Il gioco è stato concepito come un'esperienza gratuita. Tra il 2016 e il 2021, Rec Room Inc. ha raccolto massicci finanziamenti,[9][10] passando da 5 milioni di dollari iniziali[11] fino a un round di investimenti di 145 milioni di dollari nel dicembre 2021,[12] che ha portato la valutazione complessiva dell'azienda a 3,5 miliardi di dollari, conferendole lo status di azienda "unicorno".[13]
Gran parte della colonna sonora originale è stata composta dallo stesso direttore creativo, Cameron Brown.[14][15]
Nel marzo 2025, a fronte di un mercato in rapido mutamento post-pandemia di COVID-19, l'azienda ha affrontato una prima ondata di licenziamenti che ha coinvolto il 16% del personale,[16] seguita da un drastico taglio del 50% ad agosto dello stesso anno, ritrovandosi con solo 141 dipendenti dagli iniziali 310.[1][17]
Il 30 marzo 2026, tramite i propri canali ufficiali, Rec Room Inc. ha annunciato la chiusura definitiva del gioco, del sito web e del servizio Rec Room Studio per il 1º giugno 2026,[18] in coincidenza con il decimo anniversario della piattaforma.[1][19] Le ragioni citate includevano l'impossibilità di raggiungere la redditività a lungo termine e le sfide del mercato della realtà virtuale.[20]

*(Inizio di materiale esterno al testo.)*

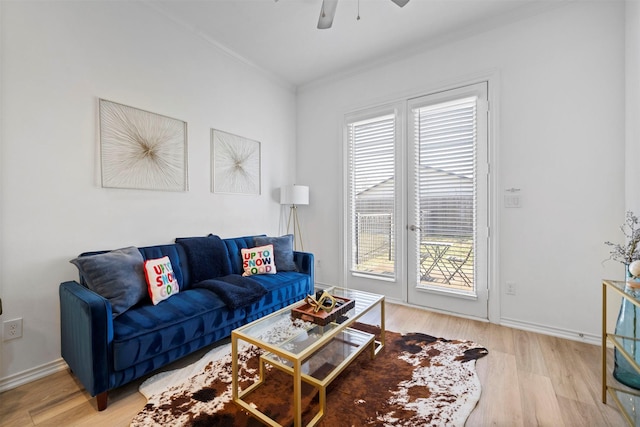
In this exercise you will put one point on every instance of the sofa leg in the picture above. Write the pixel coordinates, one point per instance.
(101, 399)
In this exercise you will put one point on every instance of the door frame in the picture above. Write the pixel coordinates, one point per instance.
(400, 293)
(469, 304)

Al momento dell'annuncio, il gioco contava oltre 150 milioni di utenti registrati.[1] Immediatamente dopo il comunicato, sono state disabilitate le registrazioni di nuovi account e le richieste di amicizia.[1][7] Agli utenti è stata fornita la possibilità di scaricare una "pagella finale", con sopra rappresentato il proprio avatar, la propria biografia e riconoscimenti vari. Dopo l'annuncio, ogni giocatore ha potuto consultare il sito web ufficiale per scaricare il proprio archivio fotografico. I creatori di contenuti hanno potuto esportare i dati delle loro stanze tramite Steam per poterli riutilizzare in altri progetti Unity.[1] In seguito alla chiusura dei server del 1º giugno, il portale web dedicato agli account dei giocatori (rec.net) è rimasto accessibile fino al 9 giugno, mostrando infine un messaggio d'addio nella pagina iniziale.[21] Poco dopo l'annuncio della chiusura, Snapchat ha acquistato alcuni assets dell'azienda e ha assunto parte del personale, integrandoli all'interno di Specs Inc., la sussidiaria hardware che si occupa dello sviluppo degli occhiali per la realtà aumentata Spectacles.[22][23]
Al lancio, il titolo è stato accolto positivamente dalla critica.[24] Dan Ackerman di CNET lo descrisse come la killer application della realtà virtuale per il suo potenziale aggregativo.[25] Tuttavia, diverse testate, tra cui Ars Technica e MIT Technology Review, sollevarono rapidamente preoccupazioni riguardo alla gestione della moderazione,[26] segnalando che il gioco soffriva di pesanti problemi legati al trolling e alle molestie online tra gli utenti a causa di strumenti anti-abuso non ancora del tutto maturi.[27]